Der Staatspräsident der Republik Georgien, S.E.
Michail Saakaschwili, sprach am 2. Februar 2006 im Hotel
Adlon auf einer Vortragsveranstaltung der DGAP e.V.
über die außenpolitischen und innenpolitischen
Prioritäten georgischer Politik.
Der Staatspräsident der Republik Georgien, S.E. Michail Saakaschwili, sprach am 2. Februar 2006 im Hotel Adlon auf einer Vortragsveranstaltung der DGAP e.V. über die außenpolitischen und innenpolitischen Prioritäten georgischer Politik. Die 400 geladenen Gäste erlebten eine offene Aussprache über die Ambitionen Georgiens, in wenigen Jahren gemeinsam mit der Ukraine der NATO beizutreten. Saakaschwili hofft in dieser Frage auch auf die Unterstützung Deutschlands. Er sieht sein Land als Stabilitätsfaktor im östlichen Schwarzmeerraum, der für die Wirtschaft und Energiesicherheit immer bedeutender wird. Laut Saakaschwili hat das neue Georgien, das sich durch die Rosenrevolution ein liberales Wertemodell gegeben hat, mehr Gemeinsamkeiten mit den mittelosteuropäischen Staaten als mit seinen unmittelbaren postkommunistischen kaukasischen Nachbarstaaten.
Auf der Veranstaltung, die vom Vorstand der Deutschen Bank, Dr. Tessen von Heydebreck, geleitet wurde, pries Saakaschwili die georgischen Wirtschaftsreformen. Sein Land habe die niedrigste Steuer in Europa und ein Wirtschaftswachstum von 9 Prozent. In wenigen Jahren erfolge die völlige Modernisierung der veralteten Infrastruktur. Die Energiekrise mit Russland habe die Nation zusammengeschweißt. Das Ansehen der Regierung liege bei 70 Prozent. Als Nächstes müsste Georgien mit Hilfe des Westens Öl- und Gaspipelines aus Zentralasien über den Kaukasus zu westlichen Märkten führen. Nur so können die Abhängigkeiten von russischen Energieträgern überwunden werden. Georgien erhalte heute sein Gas nicht ausschließlich aus Russland, sondern auch aus dem Iran. Langfristig will sich der georgische Staatschef jedoch eher auf Staaten wie Kasachstan und Turkmenistan verlassen wollen.

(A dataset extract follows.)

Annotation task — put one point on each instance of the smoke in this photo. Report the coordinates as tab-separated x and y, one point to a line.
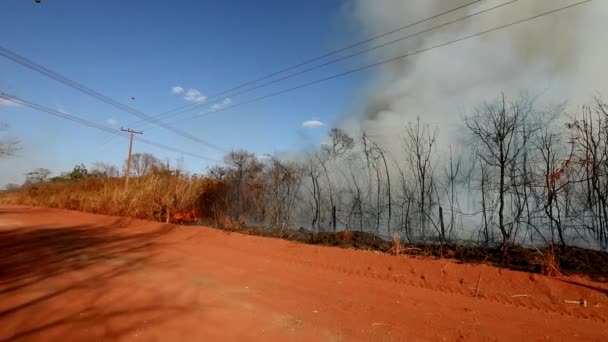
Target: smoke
556	57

Saakaschwili rief die EU dazu auf, den Geist der Freiheit in seinem Land weiter zu stützen. Georgien entwickle sich ähnlich schnell Richtung Demokratie und Marktwirtschaft wie Polen nach 1989. Der Präsident rief zur Öffnung der Grenzen für Georgien in die EU auf. Reisefreiheit für Georgier würde das liberale Wertesystem in seinem Land verankern. Der Kampf gegen die Korruption sei in seinem Land auf gutem Weg. Der kulturelle und wirtschaftliche Austausch mit EU-Europa könne stetig weiter entwickelt werden. Investitionen aus EU-Ländern sollten endlich nach Georgien kommen. Momentan investieren vor allen die Türkei, Kasachstan und Russland in Georgien.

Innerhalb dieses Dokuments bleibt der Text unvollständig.